Monday, September 29, 2008

The Great D word is in play.

It's my working assumption that a new agreement will be reached in the U.S. and/or the Fed, US Treasury, the ECB, BoE and other central banks will now work on an international/global version of the TARP concept. The international dimension was lacking anyway, and might not require any parliamentary scrutiny, debate and votes?
Equity values are a major part of the 'own capital' of publicly quoted financial institutions. Banks, especially publicly quoted banks, need to replenish sizeable chunks of their capital (regulatory reserves) urgently, ideally by replacing toxic own assets with AAA government treasuries, any OECD governments' treasuries.
Assuming some global scheme can be cobbled together over the next few days, I would then expect the stock markets to recover substantially from this week's sell-off and end the year in positive territory. Equities are also now getting to extreme valuations where fundamentally there is an awful lot of value for those prepared and sufficiently flush to buy on or below book values.
Meanwhile I bet many millions of private and institutional investors will be crowding into Treasuries, Gold and other safe harbour money protection funds such as the bigger most reputable money market funds, just as Hedge Funds have done, by parking sums equivalent in size to what TARP envisaged investing. Millions too will be looking up the 1929 Crash and the Great Depression. Few experts believe that is where we are headed now, at least not any distance downwards beyond the initial crash ratios. In 1924-'29 stocks rose by 120% and then in two days in October (Black Tuesday and Black Thursday) lost 30% and then continued sliding so that by 1932 a further 60% was wiped i.e. 90% of stock market indices gone.

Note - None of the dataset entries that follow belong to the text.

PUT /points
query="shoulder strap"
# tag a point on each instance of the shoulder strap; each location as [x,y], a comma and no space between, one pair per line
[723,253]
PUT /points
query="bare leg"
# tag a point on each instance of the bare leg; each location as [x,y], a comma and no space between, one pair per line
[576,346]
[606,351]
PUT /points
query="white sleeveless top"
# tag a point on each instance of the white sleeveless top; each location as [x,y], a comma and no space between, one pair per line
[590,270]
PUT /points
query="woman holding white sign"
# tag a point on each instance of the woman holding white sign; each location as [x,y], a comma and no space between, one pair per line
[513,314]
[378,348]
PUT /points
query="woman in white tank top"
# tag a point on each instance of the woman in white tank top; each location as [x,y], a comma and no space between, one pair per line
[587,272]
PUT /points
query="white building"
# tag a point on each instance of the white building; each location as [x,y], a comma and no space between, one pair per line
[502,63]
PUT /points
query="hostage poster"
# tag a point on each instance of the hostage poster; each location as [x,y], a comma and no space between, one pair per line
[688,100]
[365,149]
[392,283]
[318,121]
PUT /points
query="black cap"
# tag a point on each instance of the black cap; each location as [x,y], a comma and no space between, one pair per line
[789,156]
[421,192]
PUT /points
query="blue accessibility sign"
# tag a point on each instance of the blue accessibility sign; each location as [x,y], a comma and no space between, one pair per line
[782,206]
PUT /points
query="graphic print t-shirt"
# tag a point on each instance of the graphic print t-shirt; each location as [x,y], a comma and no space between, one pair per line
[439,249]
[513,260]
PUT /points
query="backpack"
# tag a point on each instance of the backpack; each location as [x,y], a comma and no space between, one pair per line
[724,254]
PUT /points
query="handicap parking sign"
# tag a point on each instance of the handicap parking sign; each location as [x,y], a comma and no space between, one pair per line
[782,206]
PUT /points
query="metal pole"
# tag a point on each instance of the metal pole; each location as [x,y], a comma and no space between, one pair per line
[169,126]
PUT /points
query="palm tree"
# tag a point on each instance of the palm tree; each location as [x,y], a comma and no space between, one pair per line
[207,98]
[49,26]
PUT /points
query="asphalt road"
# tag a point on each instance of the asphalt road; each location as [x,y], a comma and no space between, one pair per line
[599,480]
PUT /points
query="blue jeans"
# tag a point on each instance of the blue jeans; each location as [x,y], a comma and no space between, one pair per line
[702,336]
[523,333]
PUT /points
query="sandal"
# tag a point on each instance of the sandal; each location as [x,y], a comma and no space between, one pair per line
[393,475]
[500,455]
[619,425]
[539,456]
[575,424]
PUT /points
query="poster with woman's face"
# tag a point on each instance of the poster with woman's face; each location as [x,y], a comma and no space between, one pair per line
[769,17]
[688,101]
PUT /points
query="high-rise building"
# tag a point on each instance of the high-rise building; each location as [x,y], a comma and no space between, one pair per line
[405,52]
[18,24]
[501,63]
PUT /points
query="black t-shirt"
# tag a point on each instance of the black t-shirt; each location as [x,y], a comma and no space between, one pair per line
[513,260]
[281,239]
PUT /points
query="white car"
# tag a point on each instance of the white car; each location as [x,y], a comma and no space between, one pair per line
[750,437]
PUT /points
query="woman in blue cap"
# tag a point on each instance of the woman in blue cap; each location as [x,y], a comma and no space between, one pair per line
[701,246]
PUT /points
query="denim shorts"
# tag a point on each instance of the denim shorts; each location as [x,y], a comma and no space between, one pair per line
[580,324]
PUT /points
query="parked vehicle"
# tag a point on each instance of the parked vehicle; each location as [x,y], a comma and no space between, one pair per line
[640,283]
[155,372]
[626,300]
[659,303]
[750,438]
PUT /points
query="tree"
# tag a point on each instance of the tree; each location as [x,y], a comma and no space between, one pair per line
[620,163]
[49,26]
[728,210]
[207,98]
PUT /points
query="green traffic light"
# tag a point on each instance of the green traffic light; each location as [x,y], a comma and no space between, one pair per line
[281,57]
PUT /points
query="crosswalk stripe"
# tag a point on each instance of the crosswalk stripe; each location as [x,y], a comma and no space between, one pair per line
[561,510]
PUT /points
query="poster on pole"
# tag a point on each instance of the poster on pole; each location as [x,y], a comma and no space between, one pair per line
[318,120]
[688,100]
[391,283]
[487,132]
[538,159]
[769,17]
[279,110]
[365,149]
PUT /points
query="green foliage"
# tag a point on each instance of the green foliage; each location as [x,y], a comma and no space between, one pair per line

I recall from my economics studies that Irving Fisher, the leading US economist was heavily invested and bullish, but lost his entire wealth (including his house). In the UK, JM Keynes also lost heavily. Were lessons learned? Samuelson admitted half a century later that "playing as I often do the experiment of studying price profiles with their dates concealed, I discovered that I would have been caught by the 1929 debacle." Hence, then and since, market collapses (almost by definition) were not foreseeable, whether or not they were inevitable! Moreover, that big brain economists, then and now, can neither anticipate the timing nor explain big market drops, the idea that stocks were obviously overpriced and had to fall to regain true value is a myth, and yet one of the objections by US legislators as well as the IASB accountants is that today's mark to market valuations of toxic assets are their true values? This was a major objection to the US Treasury's TARP scheme; the idea that it is not a waste of tax dollars to buy assets at prices above their current (distressed) market valuations.
What most people do not understand is that asset values are all market values and market values are produced by the economic system, its total circular, recycling of money stocks and flows plus confidence plus expectations, not by factory production productivity, or fundamental commodity or labour values. Wealth is not created by individuals or firms, but by all people and all firms within a gaming system of rules governed by expectations of how these apply normally.
If we take a casino analogy, Governments are 'the house' and they have to do whatever they can to attract everyone to remain winning and losing at the tables, rich and poor, all cosseted by their expectations and their confidence in the system and the rules, and with a few safety nets so that rich get taxed and the money recycled to the poor to keep them playing too, otherwise the rich will become poor too. A small majority of Congressional legislators ignored such circularity and all were attracted or compelled by the idea of changing the odds dramatically so as to protect Main Street versus Wall Street, and too by conservatives who identify freedom with the laws of chance operating freely with only minimalist government intervention. Some of them also want to replay the political-economic game of The Great Depression, this time without FDR's New Deal, which is their by-word for Socialism; to this time round prove that pure capitalism works.
If economic history taught me anything, I learned that Capitalism to survive needs Socialism in the engine room, just as Communism or Socialism need Capitalism in the engine room!